Motor itu memasuki pekarangan rumah. Dibuka heml full face dan melihat sebuah rumah yang tepat berada di depan rumahnya. Rumah yang dulu sering ia kunjungi saat bosan di rumah karena sang Papa tidak mau mengajaknya main, sementara sang Mama yang terlalu asyik menggosip dengan teman arisan. Di rumah yang sederhana dari rumahnya itu, Zul bisa merasakan kehangatan. Ia bisa makan bersama dengan keluarga yang begitu hangat, bermain kuda-kudaan bersama seorang Bapak yang jauh 180° dari Papanya, diceritakan sebelum tidur oleh seorang Ibu dengan suara lembut yang beda dengan Mamanya, juga seorang teman sepantara yang selalu mengajaknya bermain kelereng ketimbang gadget, dan seorang adik perempuan yang sejak dulu ia tunggu kehadirannya. Zul masih ingat bagaimana dia dan Randy yang selalu berbicara pada seorang janin di dalam perut Nani. Seorang adik yang sangat ditunggu oleh kedua cowok berumur kurang dari 2 tahun. Meskipun Zul tahu itu bukan adik kandungnya, tapi ia merasa jika dia satu diantara keluarga kecil nan sederhana itu.

Sekitar 2 bulan lalu, dia kembali di rumah yang sudah lama ia tinggalkan. Datang diam-diam saat malam hari agar tidak ada yang tahu. Namun, sebuah hal yang malah membuatnya merasa sedih. Setelah 1 minggu kembali di rumah lamanya, Zul merasa bahwa keluarga yang dulu ia anggap keluarganya berubah. Melihat keluarga itu membuat Zul merasa bersalah. Andai 6 tahun lalu ia berani membuka mulut, mungkin dia akan melihat keluarga itu seperti yang ia lihat dulu.

"Kamu udah pulang?"

Pertanyaan dari Papanya yang baru saja keluar dari mobil membuyarkan lamunannya. Ia hanya menggumam lalu berjalan masuk ke rumah. "Papa udah nurutin kamu buat balik ke sini. Tapi kalau sampai kamu bilang ke Amel tentang itu. Papa bakal bawa kamu ke luar negeri," kata Budi membuntuti putra satu-satunya dari belakang.

"Zul nggak akan mau ke luar negeri, Pa.
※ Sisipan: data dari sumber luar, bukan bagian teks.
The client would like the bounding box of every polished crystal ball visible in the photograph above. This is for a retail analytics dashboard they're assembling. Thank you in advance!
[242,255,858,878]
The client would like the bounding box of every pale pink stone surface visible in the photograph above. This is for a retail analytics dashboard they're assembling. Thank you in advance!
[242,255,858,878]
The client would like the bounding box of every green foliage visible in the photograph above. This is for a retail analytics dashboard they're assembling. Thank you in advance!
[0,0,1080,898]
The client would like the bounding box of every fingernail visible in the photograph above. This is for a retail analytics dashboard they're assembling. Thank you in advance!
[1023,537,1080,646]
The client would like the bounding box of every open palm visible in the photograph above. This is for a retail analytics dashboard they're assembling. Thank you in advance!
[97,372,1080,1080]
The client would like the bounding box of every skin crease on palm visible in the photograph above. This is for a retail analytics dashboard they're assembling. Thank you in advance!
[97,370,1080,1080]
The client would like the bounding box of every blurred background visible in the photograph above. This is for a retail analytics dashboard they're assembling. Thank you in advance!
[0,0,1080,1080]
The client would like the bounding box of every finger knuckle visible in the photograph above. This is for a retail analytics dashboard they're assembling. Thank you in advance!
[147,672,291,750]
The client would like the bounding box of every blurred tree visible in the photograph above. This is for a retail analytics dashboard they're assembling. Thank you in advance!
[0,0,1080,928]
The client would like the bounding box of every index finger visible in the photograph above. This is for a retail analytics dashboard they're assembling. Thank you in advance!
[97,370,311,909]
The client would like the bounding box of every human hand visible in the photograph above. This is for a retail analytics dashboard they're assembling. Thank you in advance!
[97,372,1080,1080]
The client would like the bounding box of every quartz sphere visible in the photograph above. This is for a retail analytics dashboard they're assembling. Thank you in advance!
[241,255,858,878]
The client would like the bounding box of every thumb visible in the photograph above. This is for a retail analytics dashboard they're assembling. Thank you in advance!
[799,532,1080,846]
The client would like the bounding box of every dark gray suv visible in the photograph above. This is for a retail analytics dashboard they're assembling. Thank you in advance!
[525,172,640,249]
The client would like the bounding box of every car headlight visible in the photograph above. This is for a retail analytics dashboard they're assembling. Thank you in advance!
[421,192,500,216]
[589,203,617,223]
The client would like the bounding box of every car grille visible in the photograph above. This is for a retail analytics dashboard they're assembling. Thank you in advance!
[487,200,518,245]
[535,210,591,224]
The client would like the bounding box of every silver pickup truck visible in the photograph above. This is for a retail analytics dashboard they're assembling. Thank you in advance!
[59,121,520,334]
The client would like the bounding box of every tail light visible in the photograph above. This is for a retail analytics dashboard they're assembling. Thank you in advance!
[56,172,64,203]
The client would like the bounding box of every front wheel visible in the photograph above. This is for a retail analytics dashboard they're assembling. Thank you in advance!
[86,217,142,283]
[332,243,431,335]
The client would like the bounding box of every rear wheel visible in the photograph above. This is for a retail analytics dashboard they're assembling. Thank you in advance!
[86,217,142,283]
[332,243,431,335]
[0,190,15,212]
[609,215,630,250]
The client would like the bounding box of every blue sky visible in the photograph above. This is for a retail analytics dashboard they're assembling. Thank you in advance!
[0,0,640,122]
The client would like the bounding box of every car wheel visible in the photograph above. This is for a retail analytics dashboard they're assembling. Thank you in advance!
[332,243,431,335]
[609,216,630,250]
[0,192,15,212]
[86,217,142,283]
Lagian, tanpa Zul bilang, kebenaran juga akan terungkap sebentar lagi," kata Zul cepat menaiki tangga menuju kamarnya.

"Kamu bilang apa tadi?"

Teriakan Papanya ia hiraukan. Sejak dulu, Zul selalu takut jika harus bertemu sang Papa yang tidak pernah menunjukkan aura penyayang. Hidup sang Papa tidak bisa keluar dari yang namanya bisnis, bisnis, dan bisnis. Sampai-sampai, Zul bosan jika terus-terusan di rumah. Apalagi saat Papa dan Mamanya bertengkar karena masalah uang. Mangkannya sejak dulu, ia tidak betah jika berada di rumah.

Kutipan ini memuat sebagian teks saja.